Drei Millionen Euro werden benötigt, um die historische Riesenorgel im Wiener Stephansdom zu restaurieren. Um das Spendenaufkommen auf eine möglichst breite Basis zu stellen, hat die Werbeagentur Demner, Merlicek & Bergmann (DMB) für die Erzdiözese Wien eine multimediale Kampagne entwickelt.

Himmlische Freude durch glückliche Spender

Spender als Schutzpatrone

Wolfgang M. Rosam, Mariusz Jan Demner, Toni Faber, Günther Geyer und Christoph Schönborn präsentieren die Spendenkampagne

Herzstück ist neben der Website riesenorgel.at eine digital Signage Installation direkt im Stephansdom: Jeder Spender wird durch Hochladen seines Portraitfotos auf die Website zum "Heiligen". Das Ikonenbild, das den jeweiligen Spender als Schutzpatron darstellt, wird auf dem digitalen Screen angezeigt. Darüber hinaus können die Spender das Bild auch auf ihren Social-Media-Kanälen teilen. Danach wird man noch als Schutzpatron in einem Goldenen Buch angeführt, das bis 2020 virtuell auf der Webseite einzusehen ist und danach in die Orgel eingebaut wird.

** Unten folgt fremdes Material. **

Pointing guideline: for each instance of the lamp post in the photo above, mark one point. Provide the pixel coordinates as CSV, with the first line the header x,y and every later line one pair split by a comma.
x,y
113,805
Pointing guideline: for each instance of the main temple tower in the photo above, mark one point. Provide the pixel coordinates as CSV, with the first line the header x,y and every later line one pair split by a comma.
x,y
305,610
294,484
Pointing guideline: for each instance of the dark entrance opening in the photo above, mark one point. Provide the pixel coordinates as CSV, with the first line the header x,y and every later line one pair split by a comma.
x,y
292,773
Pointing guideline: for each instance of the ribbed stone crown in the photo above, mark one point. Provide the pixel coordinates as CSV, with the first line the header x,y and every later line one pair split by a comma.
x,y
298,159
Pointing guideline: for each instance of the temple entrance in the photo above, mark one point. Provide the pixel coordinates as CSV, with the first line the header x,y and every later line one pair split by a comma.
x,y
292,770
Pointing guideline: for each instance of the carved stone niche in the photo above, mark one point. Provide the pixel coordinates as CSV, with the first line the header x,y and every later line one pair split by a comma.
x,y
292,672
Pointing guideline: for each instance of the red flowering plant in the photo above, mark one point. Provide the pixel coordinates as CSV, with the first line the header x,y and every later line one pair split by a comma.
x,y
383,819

"Diese Kampagne wurde von der Agentur kostenlos entwickelt und wir danken den vielen Partnern auf Medien- und Produktionsseite für ihre großzügigen Beiträge", so DMB-Chef Mariusz Jan Demner. "Als besonderen Dank erhält jeder Spender nach Hochladen seines Porträtfotos ein persönliches Ikonenbild. Größere Spender bekommen Anstecknadeln oder auch eine der 2.000 ausgedienten Orgelpfeifen."

Jahrzehntelange Stille

Die Riesenorgel soll am Ostersonntag 2020, den 12. April, zum ersten Mal nach Jahrzehnten wieder erklingen. Das wären auf den Tag genau 75 Jahre, nachdem ihre Vorgängerin - die alte Riesenorgel - beim großen Dombrand kurz vor Ende des Zweiten Weltkriegs völlig zerstört wurde. Dompfarrer Toni Faber freut sich jetzt schon darauf: "Wir werden nicht genau wissen, ob wir schon im Himmel angekommen sind, wenn wir die himmlischen Klänge der Orgel hören werden. Ich danke jetzt schon allen, die diese Spendenaktion unterstützen."